Jakarta | LIPUTAN9NEWS
Memasuki abad sains dan teknologi, kita menyaksikan segala macam kemajuan dalam berbagai aspeknya. Dunia yang luas dirasa begitu sempit dan transparan. Segala kegiatan yang terjadi di suatu daerah dengan cepat sekali dapat diketahui di berbagai tempat lain. Kemajuan seperti ini sering disebut dengan era globalisasi. Perkembangan ekonomi negara-negara maju sangat pesat yang diikuti oleh negara-negara berkembang. Kemajuan ekonomi yang serba cepat itu menimbulkan dampat positif bagi hidup dan kehidupan manusia.

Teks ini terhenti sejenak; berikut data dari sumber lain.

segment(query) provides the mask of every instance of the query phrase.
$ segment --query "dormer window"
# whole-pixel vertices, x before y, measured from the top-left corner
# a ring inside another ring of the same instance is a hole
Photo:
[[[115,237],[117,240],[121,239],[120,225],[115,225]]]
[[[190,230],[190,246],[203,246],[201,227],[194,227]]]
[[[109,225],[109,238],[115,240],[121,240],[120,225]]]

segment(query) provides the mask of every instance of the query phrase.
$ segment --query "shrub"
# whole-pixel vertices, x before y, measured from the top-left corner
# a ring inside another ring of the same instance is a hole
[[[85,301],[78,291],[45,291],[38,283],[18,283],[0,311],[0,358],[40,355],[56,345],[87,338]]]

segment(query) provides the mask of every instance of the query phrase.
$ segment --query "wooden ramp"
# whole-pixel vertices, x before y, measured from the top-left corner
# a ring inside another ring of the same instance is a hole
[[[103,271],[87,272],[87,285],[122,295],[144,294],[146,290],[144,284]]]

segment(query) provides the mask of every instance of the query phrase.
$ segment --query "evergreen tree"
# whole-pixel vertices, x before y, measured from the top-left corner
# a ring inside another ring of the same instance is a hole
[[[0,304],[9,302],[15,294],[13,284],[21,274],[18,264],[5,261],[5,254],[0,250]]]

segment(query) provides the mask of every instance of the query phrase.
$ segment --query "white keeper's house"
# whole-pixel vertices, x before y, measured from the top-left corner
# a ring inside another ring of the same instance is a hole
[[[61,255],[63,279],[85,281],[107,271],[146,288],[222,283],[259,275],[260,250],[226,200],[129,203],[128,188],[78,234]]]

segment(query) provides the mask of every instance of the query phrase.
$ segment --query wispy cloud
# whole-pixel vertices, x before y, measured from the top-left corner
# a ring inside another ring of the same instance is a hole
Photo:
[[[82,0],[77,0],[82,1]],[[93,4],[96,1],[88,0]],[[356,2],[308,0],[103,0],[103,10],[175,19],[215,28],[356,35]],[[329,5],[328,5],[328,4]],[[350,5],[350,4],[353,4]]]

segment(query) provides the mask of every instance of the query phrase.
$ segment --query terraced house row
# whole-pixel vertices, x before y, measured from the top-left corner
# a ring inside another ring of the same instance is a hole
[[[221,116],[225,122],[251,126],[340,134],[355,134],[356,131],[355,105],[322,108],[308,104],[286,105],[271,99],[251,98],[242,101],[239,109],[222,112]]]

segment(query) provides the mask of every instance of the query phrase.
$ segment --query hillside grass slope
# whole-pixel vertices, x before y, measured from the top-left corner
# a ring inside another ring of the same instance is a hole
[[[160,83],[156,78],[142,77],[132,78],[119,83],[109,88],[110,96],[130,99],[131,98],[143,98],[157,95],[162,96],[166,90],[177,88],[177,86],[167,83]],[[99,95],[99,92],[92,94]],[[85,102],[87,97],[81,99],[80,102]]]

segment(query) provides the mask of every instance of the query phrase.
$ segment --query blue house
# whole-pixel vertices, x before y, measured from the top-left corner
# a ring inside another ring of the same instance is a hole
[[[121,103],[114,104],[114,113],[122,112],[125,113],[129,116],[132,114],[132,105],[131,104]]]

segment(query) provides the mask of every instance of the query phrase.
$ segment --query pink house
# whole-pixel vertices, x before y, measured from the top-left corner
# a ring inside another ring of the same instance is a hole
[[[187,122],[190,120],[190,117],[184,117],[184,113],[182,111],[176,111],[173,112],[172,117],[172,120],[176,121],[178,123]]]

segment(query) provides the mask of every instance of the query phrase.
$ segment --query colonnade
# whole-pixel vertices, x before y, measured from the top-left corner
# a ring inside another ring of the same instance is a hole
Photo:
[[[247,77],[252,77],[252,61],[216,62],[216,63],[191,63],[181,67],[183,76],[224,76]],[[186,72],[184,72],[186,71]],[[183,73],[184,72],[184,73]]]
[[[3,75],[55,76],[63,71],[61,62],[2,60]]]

Namun demikian, dampak negatifnya juga tidak sedikit. Negara-negara berkembang belum memiliki persiapan yang matang untuk menghadapi perkembangan yang serba cepat itu, sehingga sering menimbulkan berbagai goncangan dan kekacauan. Menghadapi kenyataan ini, maka peran pendidikan dan pengajaran menjadi sangat penting dalam mewujudkan kesejahteraan umat dan pembentukan generasi yang unggul. Dengan demikian, generasi penerus kita akan menjadi kebanggaan bagi bangsanya sendiri yang dikagumi bangsa-bangsa lain.
Manusia yang hidup di negara berkembang, mudah terpengaruh dan terpukau oleh kemewahan duniawi, sehingga mengarah pada sifat konsumtif dan melenturnya solidaritas terhadap sesama. Mental kagetan yang menandai kehidupan masyarakat dunia, berkembang sering mengarah pada sikap berlebihan, baik dalam memamerkan kekayaan ataupun perubahan perilaku. Sikap kebersamaan, keluhuran moral, dan kesederhanaan sedikit demi sedikit mengalami erosi. Identitas yang luhur itu lama kelamaan terkikis habis dari kehidupan masyarakat.
Sebagai bangsa yang besar, yang memiliki falsafah hidup yang tinggi dan berkepribadian, tidak selayaknya terjerembab oleh kebiasaan yang buruk itu. Pada hakikatnya, kekayaan itu tidak semata-mata terletak pada harta dan kekayaan lahiriah. Yang teramat penting adalah memiliki kekayaan batin. Nabi bersabda:
ﻟَﻴْﺲَ اﻟﻐﻨﻰ ﻋَﻦْ ﻛَﺜْﺮَﺓِ اﻟﻌَﺮَﺽِ، ﻭَﻟَﻜِﻦَّ اﻟﻐِﻨَﻰ ﻏِﻨَﻰ اﻟﻨَّﻔْﺲِ
Hakikat kaya bukan dari banyaknya harta, namun kekayaan yang sesungguhnya adalah kekayaan jiwa .” (HR Bukhari, 6446, Muslim, 1051).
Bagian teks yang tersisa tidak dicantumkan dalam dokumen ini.